ビュー側では、初期化処理を修正して問題に対処するか、ビュー自身が保持しているデータの不一致を検知して更新できるようにすることができます。解決策はBind Behaviourの設定をVerifiedにしているかNon-Verifiedにしているかによって異なります。
UnityでBind Behaviourを変更するには、EntityViewAssetに関連付けられたプレハブのEntityViewスクリプトから、Non VerifiedからVeriiedに切り替えるだけです。

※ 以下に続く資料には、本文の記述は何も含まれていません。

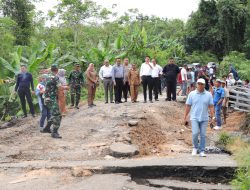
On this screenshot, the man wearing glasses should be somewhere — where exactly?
[69,63,84,109]
[99,60,114,104]
[184,79,215,157]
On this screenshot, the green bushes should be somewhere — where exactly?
[220,51,250,79]
[231,144,250,190]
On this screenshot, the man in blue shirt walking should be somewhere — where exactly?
[184,79,215,157]
[213,79,225,130]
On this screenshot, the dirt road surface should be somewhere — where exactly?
[0,96,244,190]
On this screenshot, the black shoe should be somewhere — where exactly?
[51,133,62,139]
[40,128,51,133]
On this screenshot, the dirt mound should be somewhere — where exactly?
[130,102,191,156]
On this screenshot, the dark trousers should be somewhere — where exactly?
[158,78,162,95]
[40,105,51,128]
[142,76,153,101]
[114,78,123,102]
[122,81,130,101]
[152,77,160,100]
[167,81,176,101]
[18,89,35,115]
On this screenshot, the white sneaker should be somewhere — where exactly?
[214,126,222,130]
[192,148,197,156]
[200,152,207,157]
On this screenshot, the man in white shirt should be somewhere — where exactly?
[140,56,153,103]
[99,60,114,104]
[181,64,187,96]
[151,59,162,101]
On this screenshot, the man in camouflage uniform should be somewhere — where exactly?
[69,63,84,109]
[41,64,62,138]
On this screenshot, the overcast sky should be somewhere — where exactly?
[37,0,200,21]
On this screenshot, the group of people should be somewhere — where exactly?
[15,63,98,138]
[15,56,249,145]
[182,67,250,157]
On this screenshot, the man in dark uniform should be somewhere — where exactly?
[69,63,84,109]
[15,64,35,117]
[163,57,180,101]
[41,64,62,138]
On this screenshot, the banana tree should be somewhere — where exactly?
[87,35,127,67]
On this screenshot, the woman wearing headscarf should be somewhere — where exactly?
[86,63,98,108]
[57,69,67,116]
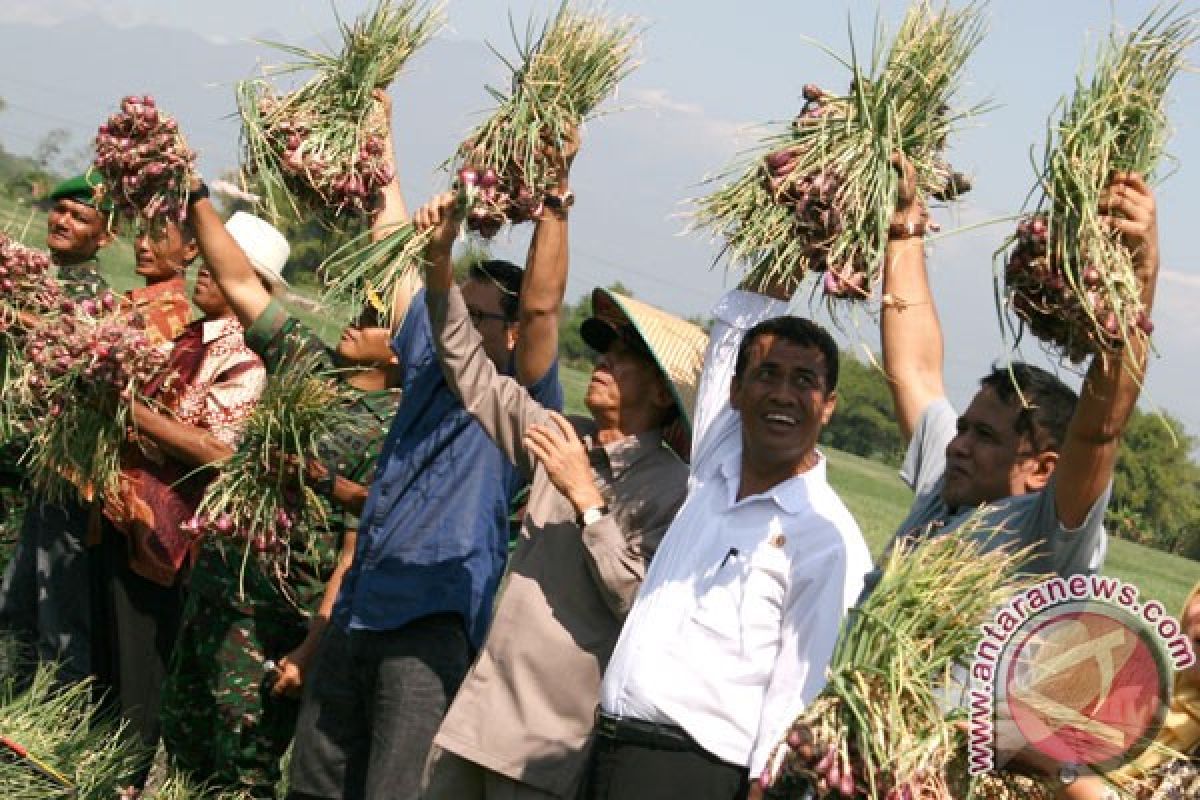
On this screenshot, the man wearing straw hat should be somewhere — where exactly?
[163,164,409,798]
[582,277,871,800]
[415,194,704,800]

Editing the Bind Behaviour on the Entity View
UnityのエンティティビューのBind Behaviourの編集

Bind Behaviour - Verified

この設定では、最初から正しい情報になっていることが保証されているため、UnityのStart()メソッド時点で利用可能な情報を信頼できます。エンティティビューイベントのOnEntityInstantiatedを使用することもできます(プレハブに付いたエンティティビュースクリプトを参照)。

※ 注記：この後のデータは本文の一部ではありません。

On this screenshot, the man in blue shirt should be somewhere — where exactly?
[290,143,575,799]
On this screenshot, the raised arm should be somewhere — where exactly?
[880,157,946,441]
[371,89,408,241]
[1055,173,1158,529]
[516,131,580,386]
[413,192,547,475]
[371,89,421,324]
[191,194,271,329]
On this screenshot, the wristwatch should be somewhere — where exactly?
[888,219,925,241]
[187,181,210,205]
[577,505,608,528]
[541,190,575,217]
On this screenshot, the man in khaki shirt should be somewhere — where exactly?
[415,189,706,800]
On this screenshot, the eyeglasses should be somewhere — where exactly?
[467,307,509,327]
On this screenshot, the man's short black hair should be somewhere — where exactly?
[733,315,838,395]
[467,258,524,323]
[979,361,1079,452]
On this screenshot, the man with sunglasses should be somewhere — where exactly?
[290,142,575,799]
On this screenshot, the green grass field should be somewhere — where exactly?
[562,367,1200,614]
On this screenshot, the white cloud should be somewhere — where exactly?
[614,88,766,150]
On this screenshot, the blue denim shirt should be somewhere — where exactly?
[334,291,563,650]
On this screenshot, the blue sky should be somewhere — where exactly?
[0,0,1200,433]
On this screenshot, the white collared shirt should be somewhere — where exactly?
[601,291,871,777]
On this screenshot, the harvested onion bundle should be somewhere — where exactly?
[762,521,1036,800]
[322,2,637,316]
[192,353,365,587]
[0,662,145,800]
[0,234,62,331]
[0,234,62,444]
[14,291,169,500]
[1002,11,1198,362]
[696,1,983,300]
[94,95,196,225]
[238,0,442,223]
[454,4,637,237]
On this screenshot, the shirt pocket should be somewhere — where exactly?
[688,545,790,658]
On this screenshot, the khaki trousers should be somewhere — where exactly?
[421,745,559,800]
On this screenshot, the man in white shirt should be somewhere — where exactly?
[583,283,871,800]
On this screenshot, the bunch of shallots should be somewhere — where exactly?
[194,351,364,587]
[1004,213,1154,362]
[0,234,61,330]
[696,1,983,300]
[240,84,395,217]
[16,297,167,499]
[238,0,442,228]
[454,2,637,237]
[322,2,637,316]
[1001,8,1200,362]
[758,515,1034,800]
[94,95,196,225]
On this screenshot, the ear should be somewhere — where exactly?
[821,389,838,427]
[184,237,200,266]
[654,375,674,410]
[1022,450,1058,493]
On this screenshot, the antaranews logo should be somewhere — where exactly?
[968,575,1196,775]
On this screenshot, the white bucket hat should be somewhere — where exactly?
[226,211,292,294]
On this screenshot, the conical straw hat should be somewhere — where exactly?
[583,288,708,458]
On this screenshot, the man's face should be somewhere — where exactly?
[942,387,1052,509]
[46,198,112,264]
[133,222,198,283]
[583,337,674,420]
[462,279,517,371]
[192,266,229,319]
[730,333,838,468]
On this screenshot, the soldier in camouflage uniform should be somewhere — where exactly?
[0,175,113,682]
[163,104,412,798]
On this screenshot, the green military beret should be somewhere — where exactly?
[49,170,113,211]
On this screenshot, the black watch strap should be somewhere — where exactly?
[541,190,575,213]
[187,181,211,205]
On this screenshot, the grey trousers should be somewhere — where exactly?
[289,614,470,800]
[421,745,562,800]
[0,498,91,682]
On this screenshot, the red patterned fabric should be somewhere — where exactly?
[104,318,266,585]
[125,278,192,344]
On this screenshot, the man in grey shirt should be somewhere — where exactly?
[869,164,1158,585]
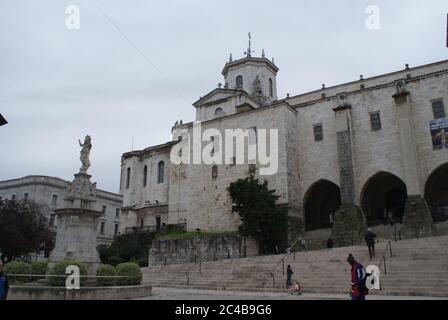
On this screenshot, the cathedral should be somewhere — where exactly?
[120,46,448,245]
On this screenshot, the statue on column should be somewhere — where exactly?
[78,135,92,172]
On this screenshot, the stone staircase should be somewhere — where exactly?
[142,236,448,297]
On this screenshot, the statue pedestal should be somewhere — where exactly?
[49,172,103,275]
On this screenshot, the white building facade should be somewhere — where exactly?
[0,176,123,245]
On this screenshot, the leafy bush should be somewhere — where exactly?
[49,260,87,287]
[4,261,31,284]
[116,262,142,286]
[31,261,48,280]
[96,264,117,287]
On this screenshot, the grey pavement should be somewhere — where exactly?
[137,287,448,300]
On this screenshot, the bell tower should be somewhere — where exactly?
[222,33,279,106]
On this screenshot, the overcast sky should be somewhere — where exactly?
[0,0,448,192]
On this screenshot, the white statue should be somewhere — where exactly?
[78,135,92,172]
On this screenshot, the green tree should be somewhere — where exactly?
[0,200,54,262]
[227,176,288,253]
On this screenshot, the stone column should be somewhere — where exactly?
[392,80,434,238]
[331,93,365,247]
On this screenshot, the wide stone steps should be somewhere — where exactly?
[142,236,448,297]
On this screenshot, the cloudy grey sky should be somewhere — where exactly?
[0,0,448,192]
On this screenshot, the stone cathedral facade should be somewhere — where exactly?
[120,50,448,245]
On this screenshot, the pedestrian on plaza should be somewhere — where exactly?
[286,265,294,287]
[347,254,369,301]
[0,261,9,300]
[364,228,376,260]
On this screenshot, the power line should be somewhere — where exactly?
[90,0,190,104]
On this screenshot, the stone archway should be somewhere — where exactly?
[425,163,448,222]
[303,180,341,231]
[361,172,408,226]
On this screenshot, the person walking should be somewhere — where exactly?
[364,228,376,260]
[347,254,368,301]
[286,265,294,287]
[0,261,9,300]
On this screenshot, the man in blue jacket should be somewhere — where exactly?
[0,261,9,300]
[347,254,368,300]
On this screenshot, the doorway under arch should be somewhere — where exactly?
[303,180,341,231]
[425,163,448,222]
[361,172,408,226]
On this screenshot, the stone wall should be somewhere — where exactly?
[149,234,258,266]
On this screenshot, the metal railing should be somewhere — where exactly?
[271,239,300,289]
[378,224,401,275]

Bind Behaviour - Non-Verified

この設定では、インスタンス化直後に利用可能な情報は間違っている可能性があります。

ビューに変更が反映されることを保証するために、UnityのUpdate()でポーリングして、ビュー自身を設定できるようにしてください。これによって、データが間違っていた場合にデータを切り替えることができます。ビューがシミュレーションから完全に独立していて、既に必要な情報を保持している場合、この予防策は必要ありません。EntityViewUpdaterによってゲームオブジェクトの破棄/再作成が行われ、問題は修正されているためです。

Bind Behaviourの一般的なアドバイス

VerifiedNon Verifiedの両方に、それぞれ利点と欠点があります。

  • Verified:プレイヤーキャラクターなど、ミリ秒単位の正確なインスタンス化が要求されないものに適しています。
  • Non Verified:射撃の弾など、プレイヤーが素早く反応するための時間が必要になるものに適しています。